Not everything worth reading is hot off the press. In this section, Nicholas Reid recommends "something old" that is still well worth reading. "Something old" can mean anything from a venerable and antique classic to a good book first published five or more years ago.

“ADOLPHE” by Benjamin Constant (written 1807; first published 1816)

            The French have a literary tradition which I think no other nation quite replicates. They like to tell analytical love stories in very concise form – really novellas rather than novels. I am not talking here about rambling romances and I am certainly not talking about Mills and Boon. I am talking about novels that are dispassionate – almost cynical – as they analyse what exactly love is, what psychological effect it has, whether it is really separable from sexual passion and whether it is something we can profitably do without.

            In this vein some of the best are the 17th century classic La Princesse de Cleves by Mme de Lafayette (meek heroine knows she should stick with the responsible dull guy, but is passionate about the glamorous destructive guy); the 18th century classic  Manon Lescaut by l’Abbe Prevost (young man is completely besotted with sexy but selfish slut); the 19th  century classic Eugenie Grandet by Honore de Balzac (daughter defies father for love of a man who proves to be a real creep); and – the most cynical of the lot – the early 20th century classic Le Diable au Corps [The Devil in the Flesh] by Raymond Radiguet (ironical, opportunistic young man has affair with soldier’s wife while soldier is away on front-line duty).

            None of them leaves the reader comfortable. All of them suggest that, even though erotic love can be a consuming passion, it is rarely something that makes people happy. In all of them, the ironic philosophy looms as large as the passion.

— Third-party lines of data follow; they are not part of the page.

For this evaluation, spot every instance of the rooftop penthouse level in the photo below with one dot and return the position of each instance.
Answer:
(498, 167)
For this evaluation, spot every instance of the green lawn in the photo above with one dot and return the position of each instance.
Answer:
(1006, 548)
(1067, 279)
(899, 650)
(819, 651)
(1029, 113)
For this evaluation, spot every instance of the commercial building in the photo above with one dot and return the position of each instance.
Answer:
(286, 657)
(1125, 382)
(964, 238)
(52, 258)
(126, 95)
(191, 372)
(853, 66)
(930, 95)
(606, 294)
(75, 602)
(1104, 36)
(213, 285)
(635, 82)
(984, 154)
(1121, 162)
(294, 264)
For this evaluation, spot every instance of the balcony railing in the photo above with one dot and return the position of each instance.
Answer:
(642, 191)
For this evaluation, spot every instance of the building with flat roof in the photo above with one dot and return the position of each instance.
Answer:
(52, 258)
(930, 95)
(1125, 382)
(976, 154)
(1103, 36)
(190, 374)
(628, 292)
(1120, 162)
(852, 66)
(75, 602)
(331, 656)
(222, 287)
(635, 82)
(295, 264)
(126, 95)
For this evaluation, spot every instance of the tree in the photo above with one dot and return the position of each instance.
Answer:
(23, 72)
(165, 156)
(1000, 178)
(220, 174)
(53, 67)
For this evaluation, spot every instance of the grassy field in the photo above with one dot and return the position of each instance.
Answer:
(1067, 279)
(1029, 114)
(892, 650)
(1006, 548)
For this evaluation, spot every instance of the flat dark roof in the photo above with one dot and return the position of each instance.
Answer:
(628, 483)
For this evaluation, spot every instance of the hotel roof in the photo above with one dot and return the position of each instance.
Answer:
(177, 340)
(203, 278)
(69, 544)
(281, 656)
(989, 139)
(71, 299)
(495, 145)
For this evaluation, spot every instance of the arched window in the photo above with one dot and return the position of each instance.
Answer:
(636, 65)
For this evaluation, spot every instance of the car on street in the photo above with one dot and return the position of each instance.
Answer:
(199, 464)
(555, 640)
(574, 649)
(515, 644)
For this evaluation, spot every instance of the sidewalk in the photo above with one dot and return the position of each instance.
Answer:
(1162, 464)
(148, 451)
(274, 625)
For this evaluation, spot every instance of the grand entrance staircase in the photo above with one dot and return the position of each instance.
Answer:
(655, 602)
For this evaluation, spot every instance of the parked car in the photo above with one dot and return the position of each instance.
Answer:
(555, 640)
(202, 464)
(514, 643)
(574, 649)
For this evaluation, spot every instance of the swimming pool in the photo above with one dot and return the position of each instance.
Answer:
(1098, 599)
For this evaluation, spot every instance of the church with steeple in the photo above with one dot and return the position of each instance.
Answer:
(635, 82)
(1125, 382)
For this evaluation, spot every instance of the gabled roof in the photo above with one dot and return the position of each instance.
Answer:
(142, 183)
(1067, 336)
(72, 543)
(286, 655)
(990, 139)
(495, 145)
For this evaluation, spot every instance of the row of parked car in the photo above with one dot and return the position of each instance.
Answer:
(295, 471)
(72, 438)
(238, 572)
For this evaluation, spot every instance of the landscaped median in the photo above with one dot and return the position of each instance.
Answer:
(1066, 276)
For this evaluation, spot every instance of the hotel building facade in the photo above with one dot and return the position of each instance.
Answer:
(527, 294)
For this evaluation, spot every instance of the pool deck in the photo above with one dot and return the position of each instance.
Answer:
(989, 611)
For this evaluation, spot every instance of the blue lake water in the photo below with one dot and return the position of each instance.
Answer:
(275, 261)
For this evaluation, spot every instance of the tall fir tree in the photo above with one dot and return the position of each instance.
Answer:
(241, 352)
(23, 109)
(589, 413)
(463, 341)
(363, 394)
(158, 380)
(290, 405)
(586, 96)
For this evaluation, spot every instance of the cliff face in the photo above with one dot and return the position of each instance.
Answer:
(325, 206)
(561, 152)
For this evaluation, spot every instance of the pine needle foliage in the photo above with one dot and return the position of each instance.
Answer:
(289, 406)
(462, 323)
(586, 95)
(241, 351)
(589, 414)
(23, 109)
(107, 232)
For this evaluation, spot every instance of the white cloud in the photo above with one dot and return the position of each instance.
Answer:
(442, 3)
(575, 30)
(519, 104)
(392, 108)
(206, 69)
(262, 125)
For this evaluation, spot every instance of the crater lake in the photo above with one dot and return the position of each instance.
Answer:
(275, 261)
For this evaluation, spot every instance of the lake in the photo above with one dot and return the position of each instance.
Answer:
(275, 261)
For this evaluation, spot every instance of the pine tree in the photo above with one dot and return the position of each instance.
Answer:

            Of this sort of French novella, the one I think is now most overlooked and underrated is the one that was written right in the midst of what we now call the Romantic era. The French-Swiss Benjamin Constant (1767-1830) was primarily a politician and orator – a reluctant supporter of Napoleon, a ‘liberal’ who opposed the restoration of France’s old monarchy, and for many years a member of the French parliament (Chamber of Deputies). Adolphe was his only novel, and even though it is very short, Benjamin Constant took a long time writing it. This was because – much as Constant indignantly denied it – its central romantic situation was in part based on his own long-standing affair with the eminent intellectual Mme de Stael.

            As I read it, Adolphe is the story of how erotic love can entangle a couple in self-deception and mutual deception.

            It goes like this.

            Adolphe, the first-person narrator, is a young man in his early twenties, the son of an indulgent but coldly intellectual father. Adolphe narrates his stormy relationship over a number of years with Ellenore, a Polish aristocrat, the acknowledged mistress of the Count de P--- and the mother of the count’s children. To Adolphe, Ellenore is the experienced ‘older woman’ as she is about ten years older than he. [In real life, Mme de Stael was only one year older that Constant, but tant pis.] At first, Adolphe is bored with his life among supercilious young men, and is simply fascinated by the challenge of seducing this experienced woman. She gives herself to him. He goes through a period of being ecstatically in love with her. When their liaison is challenged by the Count de P---, Ellenore abandons the count for Adolphe.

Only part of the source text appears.